CCG Strategies Q&A Blog: To-the-Point Answers to Common Leadership and Management Consulting Questions


Is Job Hopping Bad?

It's a common question that many business professionals ask.

We're going to answer in less than 30 seconds.


Consultant telling Applicant to Job Hop for Better Promotions

Short Answer: Job Hopping is perfectly acceptable. It's the only way to grow your salary faster than inflation or year-end salary increases. As you evolve your skills, move into positions that match your evolution.


Long Answer: Job Hopping used to be "bad". Employers saw a "job hopper" as an unreliable employee who wouldn't stick with the company through its stretch goals.
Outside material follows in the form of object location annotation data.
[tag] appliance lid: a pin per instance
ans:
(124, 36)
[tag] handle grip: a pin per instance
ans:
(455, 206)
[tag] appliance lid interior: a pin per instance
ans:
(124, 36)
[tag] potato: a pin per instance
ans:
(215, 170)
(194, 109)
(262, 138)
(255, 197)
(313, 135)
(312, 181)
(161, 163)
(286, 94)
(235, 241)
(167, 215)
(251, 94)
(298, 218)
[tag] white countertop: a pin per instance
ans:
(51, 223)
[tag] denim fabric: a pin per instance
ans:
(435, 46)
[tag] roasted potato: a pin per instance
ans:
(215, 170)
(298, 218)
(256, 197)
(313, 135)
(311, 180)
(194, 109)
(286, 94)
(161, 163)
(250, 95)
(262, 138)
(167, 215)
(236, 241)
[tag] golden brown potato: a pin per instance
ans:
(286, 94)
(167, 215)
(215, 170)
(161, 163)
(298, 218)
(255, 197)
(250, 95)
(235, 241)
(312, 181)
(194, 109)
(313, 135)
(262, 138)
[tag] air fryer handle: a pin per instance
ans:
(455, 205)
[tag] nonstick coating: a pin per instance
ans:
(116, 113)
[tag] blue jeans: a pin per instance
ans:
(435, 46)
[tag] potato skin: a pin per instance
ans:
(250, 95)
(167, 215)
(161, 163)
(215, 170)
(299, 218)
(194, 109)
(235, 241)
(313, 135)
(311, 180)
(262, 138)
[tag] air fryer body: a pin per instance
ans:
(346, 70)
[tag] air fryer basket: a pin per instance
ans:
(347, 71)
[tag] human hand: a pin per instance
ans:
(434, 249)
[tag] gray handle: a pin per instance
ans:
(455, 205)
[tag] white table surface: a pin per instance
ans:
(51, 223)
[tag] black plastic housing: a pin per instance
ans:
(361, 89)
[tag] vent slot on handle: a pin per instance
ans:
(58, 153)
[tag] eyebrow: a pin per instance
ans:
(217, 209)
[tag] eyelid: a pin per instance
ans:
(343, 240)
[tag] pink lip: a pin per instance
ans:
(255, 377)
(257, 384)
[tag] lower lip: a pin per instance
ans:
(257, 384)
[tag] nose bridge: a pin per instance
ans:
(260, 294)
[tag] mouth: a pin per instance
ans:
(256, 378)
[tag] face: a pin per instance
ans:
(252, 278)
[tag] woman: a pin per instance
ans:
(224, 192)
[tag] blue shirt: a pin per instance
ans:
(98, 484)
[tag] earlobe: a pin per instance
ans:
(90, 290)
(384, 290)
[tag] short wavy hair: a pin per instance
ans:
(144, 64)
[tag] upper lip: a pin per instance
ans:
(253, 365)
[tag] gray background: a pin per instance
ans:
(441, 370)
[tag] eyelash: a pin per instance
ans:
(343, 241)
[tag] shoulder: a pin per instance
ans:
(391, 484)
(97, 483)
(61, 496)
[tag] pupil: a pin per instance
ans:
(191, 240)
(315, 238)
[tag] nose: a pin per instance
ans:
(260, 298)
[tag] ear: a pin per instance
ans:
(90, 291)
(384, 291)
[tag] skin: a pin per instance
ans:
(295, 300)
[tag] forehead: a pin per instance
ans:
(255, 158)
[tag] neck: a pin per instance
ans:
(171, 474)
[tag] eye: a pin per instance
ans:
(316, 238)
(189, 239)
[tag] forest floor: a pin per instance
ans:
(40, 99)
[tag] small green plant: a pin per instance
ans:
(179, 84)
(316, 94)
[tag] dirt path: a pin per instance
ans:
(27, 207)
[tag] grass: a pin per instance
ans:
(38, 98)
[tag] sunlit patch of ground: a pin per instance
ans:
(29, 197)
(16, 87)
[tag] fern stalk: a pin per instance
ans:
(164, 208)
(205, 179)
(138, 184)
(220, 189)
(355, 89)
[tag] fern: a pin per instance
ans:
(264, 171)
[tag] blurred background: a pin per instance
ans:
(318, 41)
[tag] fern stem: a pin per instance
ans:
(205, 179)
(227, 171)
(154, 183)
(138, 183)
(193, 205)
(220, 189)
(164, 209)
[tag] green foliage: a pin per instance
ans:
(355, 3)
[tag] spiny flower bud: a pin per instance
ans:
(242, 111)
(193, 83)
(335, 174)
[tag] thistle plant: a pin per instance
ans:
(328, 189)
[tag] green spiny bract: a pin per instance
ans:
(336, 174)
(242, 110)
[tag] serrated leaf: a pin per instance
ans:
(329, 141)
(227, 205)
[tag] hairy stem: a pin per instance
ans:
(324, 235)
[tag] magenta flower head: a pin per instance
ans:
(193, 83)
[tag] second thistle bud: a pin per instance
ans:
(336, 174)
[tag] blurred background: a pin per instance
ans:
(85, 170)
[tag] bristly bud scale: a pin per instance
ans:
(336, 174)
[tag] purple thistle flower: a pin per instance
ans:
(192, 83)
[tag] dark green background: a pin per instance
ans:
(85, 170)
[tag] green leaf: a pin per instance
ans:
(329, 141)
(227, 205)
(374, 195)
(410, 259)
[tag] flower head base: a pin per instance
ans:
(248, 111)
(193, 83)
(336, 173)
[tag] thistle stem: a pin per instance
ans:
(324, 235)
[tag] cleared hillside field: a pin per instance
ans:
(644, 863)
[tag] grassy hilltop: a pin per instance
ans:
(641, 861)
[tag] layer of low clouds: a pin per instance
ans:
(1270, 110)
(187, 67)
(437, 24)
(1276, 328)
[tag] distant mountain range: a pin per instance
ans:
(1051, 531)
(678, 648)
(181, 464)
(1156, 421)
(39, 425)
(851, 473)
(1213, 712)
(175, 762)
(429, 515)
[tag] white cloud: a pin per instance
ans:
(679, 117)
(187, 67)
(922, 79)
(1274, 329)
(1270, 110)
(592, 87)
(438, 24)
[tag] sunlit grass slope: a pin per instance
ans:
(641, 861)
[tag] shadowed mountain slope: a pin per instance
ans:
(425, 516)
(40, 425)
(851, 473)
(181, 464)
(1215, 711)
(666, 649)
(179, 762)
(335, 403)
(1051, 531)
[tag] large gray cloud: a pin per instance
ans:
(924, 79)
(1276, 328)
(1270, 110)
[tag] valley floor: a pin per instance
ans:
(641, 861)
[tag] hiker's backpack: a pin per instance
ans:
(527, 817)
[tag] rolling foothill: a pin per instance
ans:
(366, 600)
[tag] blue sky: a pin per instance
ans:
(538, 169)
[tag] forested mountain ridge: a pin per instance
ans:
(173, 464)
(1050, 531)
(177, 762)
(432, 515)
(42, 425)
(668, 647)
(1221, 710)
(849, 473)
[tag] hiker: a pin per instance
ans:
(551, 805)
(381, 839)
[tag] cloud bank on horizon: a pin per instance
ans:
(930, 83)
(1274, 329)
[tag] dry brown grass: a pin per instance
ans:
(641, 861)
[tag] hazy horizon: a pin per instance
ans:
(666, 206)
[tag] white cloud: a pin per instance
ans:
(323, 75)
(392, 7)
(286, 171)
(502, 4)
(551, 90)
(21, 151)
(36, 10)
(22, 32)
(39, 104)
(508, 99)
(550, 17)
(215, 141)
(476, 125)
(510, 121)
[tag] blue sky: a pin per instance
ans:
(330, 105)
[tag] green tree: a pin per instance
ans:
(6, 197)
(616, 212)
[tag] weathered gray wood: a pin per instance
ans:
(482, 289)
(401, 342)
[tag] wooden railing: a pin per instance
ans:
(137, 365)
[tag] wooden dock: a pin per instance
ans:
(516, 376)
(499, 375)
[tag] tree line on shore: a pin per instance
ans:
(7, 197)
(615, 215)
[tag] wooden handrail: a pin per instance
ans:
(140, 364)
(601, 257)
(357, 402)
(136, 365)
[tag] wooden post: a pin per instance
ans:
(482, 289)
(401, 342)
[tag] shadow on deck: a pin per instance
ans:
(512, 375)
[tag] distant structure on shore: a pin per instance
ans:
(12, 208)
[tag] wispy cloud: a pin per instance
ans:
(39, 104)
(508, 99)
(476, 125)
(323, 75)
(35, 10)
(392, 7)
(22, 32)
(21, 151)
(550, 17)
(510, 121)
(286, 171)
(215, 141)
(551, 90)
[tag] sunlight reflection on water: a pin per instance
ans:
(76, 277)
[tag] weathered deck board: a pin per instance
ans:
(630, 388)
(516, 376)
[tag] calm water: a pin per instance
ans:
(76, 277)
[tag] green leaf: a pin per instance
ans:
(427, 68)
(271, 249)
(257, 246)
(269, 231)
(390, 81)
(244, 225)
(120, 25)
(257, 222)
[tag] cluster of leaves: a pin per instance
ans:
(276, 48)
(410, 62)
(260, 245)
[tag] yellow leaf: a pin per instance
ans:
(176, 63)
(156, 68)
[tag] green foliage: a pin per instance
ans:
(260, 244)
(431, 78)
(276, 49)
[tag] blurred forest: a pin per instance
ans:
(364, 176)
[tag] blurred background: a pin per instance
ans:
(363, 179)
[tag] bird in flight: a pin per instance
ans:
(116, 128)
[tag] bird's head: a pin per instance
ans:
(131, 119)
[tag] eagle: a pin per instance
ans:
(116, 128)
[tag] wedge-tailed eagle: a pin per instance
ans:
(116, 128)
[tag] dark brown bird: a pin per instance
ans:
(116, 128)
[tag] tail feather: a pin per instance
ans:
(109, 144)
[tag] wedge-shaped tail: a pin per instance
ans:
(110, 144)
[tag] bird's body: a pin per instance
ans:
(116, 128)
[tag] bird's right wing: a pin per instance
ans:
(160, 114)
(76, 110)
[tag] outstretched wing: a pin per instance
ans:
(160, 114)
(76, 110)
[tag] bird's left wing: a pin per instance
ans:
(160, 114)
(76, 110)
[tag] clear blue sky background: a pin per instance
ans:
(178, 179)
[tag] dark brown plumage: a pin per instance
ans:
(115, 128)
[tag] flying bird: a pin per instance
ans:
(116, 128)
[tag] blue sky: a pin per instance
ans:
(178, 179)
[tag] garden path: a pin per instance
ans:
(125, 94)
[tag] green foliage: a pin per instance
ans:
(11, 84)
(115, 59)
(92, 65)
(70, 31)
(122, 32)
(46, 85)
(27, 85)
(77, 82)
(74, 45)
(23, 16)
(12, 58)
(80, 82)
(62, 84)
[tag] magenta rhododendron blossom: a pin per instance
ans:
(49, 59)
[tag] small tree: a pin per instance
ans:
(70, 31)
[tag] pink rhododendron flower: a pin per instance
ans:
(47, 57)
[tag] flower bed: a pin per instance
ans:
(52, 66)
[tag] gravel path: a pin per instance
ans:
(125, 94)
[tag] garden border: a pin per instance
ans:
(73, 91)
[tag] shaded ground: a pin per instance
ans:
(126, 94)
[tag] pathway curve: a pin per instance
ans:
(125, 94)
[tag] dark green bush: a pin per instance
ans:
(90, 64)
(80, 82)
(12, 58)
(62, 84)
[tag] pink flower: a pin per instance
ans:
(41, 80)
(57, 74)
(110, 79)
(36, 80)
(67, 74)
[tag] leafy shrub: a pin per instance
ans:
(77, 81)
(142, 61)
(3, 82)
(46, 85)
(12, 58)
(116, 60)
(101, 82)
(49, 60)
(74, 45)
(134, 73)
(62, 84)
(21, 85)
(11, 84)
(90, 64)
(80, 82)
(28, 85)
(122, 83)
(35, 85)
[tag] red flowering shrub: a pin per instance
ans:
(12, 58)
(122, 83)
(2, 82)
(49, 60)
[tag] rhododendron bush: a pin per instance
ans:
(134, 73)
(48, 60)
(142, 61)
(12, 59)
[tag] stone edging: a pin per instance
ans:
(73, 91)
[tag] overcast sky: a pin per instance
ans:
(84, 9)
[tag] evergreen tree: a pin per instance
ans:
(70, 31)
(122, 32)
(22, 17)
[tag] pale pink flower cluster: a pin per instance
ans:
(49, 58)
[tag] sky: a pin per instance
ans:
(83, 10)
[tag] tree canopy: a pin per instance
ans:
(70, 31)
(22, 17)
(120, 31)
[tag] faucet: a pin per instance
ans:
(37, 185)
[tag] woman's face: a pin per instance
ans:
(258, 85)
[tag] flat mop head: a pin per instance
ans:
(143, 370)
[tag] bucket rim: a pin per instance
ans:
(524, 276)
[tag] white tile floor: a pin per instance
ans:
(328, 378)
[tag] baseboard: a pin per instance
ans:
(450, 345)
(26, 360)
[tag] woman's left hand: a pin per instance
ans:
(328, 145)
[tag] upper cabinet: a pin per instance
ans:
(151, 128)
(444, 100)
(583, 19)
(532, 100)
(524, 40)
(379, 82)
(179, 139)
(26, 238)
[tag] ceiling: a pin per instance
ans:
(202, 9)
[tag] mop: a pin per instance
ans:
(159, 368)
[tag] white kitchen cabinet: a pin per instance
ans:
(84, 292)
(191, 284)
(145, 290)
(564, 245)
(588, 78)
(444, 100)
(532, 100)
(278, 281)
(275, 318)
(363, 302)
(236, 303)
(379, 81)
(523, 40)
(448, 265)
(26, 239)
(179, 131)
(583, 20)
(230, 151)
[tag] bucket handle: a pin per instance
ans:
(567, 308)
Today, job hopping is the only way to make more money at the same rate as the economy or better.


Current research indicates that professionals who move jobs every 2-3 years will outearn their counterparts drastically. A recent study by the Pew Research Center shares that 60% of professionals who changed jobs reported a salary increase.


The only way to survive this economic climate is to collect valuable skills and leverage those skills for better-paying jobs.


Even accepting a lateral job offer at an external firm will yield a higher salary. The most recent ADP study found that employees who stayed at their current jobs typically received a 5.3% pay increase. However, when employees switched jobs, they were likely to receive a 9% salary increase.


If you want to make more money, you will need to be willing to make job movements.